The crisis has many faces. It can wear the face of fear. And the fear is wholly justified: if you lose your job in this country and can’t find another, and you don’t have family to take care of you, you’ll probably wind up living rough on the street in a year’s time, surviving on the city’s once-a-day free meals. There are more of these faces on the city streets these days. The crisis is read in the faces of anger: not only the anger occasioned by the loss of a lifestyle that was ultimately unsustainable but also the righteous anger provoked by injustice. A government cannot demand sacrifices from its citizens when the corrupt go unpunished and the burden of taxation falls on those without the means, cunning or brashness to avoid paying their share, but more importantly, when leadership fails to provide a vision of recovery, as this government has. There is a limit to which prospects can diminish before austerity degrades into hopelessness.

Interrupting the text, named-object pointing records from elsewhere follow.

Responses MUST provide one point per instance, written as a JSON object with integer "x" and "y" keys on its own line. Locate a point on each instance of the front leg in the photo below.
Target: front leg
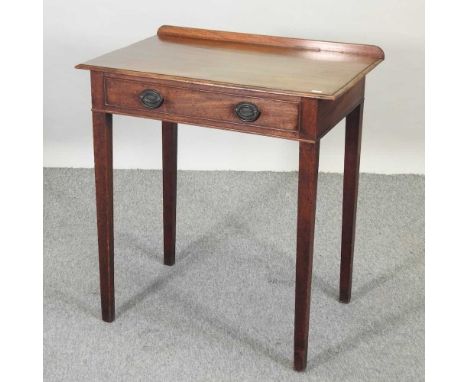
{"x": 169, "y": 164}
{"x": 102, "y": 136}
{"x": 307, "y": 195}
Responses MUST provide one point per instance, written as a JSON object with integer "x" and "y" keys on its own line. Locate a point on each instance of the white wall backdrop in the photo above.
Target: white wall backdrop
{"x": 393, "y": 138}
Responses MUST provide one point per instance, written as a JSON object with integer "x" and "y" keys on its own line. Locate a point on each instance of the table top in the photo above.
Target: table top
{"x": 307, "y": 68}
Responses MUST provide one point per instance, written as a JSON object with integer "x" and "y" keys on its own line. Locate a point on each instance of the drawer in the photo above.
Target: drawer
{"x": 205, "y": 105}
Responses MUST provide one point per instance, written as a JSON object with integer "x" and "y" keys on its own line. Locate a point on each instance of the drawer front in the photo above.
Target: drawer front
{"x": 201, "y": 104}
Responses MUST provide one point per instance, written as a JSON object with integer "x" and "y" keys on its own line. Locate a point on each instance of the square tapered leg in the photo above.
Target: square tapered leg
{"x": 350, "y": 196}
{"x": 307, "y": 194}
{"x": 102, "y": 136}
{"x": 169, "y": 164}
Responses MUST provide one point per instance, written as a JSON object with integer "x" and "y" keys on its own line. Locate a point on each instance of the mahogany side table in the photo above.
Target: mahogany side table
{"x": 274, "y": 86}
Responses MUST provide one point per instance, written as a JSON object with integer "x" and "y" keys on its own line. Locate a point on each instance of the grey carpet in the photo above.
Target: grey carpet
{"x": 224, "y": 312}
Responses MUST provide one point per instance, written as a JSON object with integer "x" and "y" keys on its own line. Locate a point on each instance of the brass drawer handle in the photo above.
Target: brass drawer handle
{"x": 151, "y": 99}
{"x": 247, "y": 111}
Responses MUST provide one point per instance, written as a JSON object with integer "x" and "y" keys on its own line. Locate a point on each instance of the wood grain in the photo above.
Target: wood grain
{"x": 350, "y": 199}
{"x": 169, "y": 165}
{"x": 306, "y": 68}
{"x": 307, "y": 196}
{"x": 209, "y": 105}
{"x": 171, "y": 31}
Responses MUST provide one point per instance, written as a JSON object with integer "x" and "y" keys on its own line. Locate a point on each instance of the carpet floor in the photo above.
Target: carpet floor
{"x": 225, "y": 311}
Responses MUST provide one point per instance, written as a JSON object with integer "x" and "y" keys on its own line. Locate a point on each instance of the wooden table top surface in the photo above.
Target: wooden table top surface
{"x": 282, "y": 65}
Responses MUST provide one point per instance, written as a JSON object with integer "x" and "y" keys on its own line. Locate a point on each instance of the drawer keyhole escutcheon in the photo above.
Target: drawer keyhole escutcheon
{"x": 247, "y": 111}
{"x": 151, "y": 99}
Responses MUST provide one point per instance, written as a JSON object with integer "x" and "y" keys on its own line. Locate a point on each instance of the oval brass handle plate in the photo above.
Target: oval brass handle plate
{"x": 247, "y": 111}
{"x": 151, "y": 99}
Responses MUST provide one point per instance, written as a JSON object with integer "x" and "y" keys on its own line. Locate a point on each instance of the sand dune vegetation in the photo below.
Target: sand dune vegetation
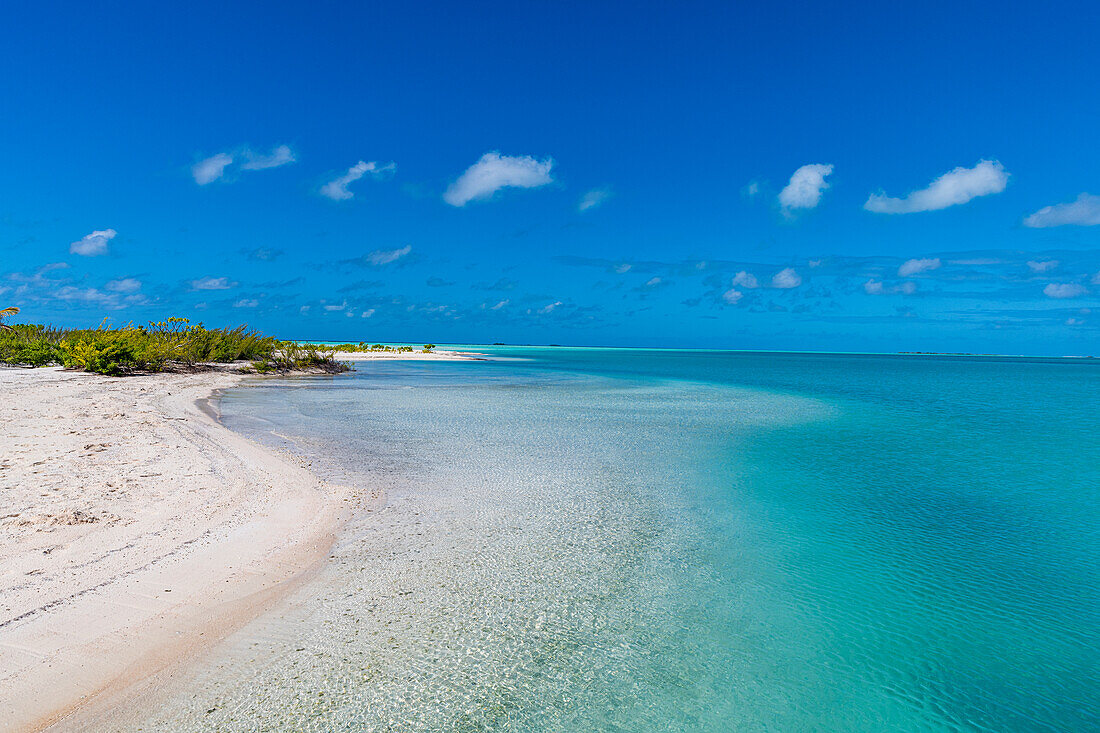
{"x": 173, "y": 345}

We are not at that point yet, though we may soon be approaching it. Some families are truly suffering. But for the time being, many are making do. With a little help from friends and more from family. We are making do with less. Greeks have been doing this for centuries, of course, and I think they have a particular gift for doing so. Perhaps they haven’t entirely been uprooted from the culture of their forefathers. Perhaps it is their sense of history
Greek culture—yes, the culture of poverty—has historically embodied the ideal of the Apollonian lito (even when in tension with Dionysian excess) a hard-to-translate term that essentially means that which remains after all that is unnecessary and superfluous has been stripped away, the bare-bones essential. It is sometimes translated asaustere, and indeed, the word for austerity, as in the aforementioned government austerity program, is correctly translated with the substantive, litotita. But ‘austere’ has a trace of a joyless asceticism that is missing from the Greek lito.
What my cousin was seeing was precisely this genius for life lived at its most essential, something as unpretentious yet life-affirming as conversation with friends over an endless cup of coffee in an al fresco café on a summer evening. Even with the scandalously high price of a cup of freddo cappuccino, it’s a budget night out. After all, it’s just one cup and no waiter here would think of making such a crass motion as clearing the table once the coffee’s been drunk as if to signal it’s time for you to leave. Admittedly, many more of the patrons of the cafés now smoke hand-rolled cigarettes and fewer will continue on to dinner out. But the cafés are still packed.
I don’t know what my cousin expected to see. Deserted city squares? The mentality one finds in a state of siege? Mass depression?
What my cousin saw in Thisio is also one of the faces of the crisis. A face that speaks of survival and community. It is a good face to see.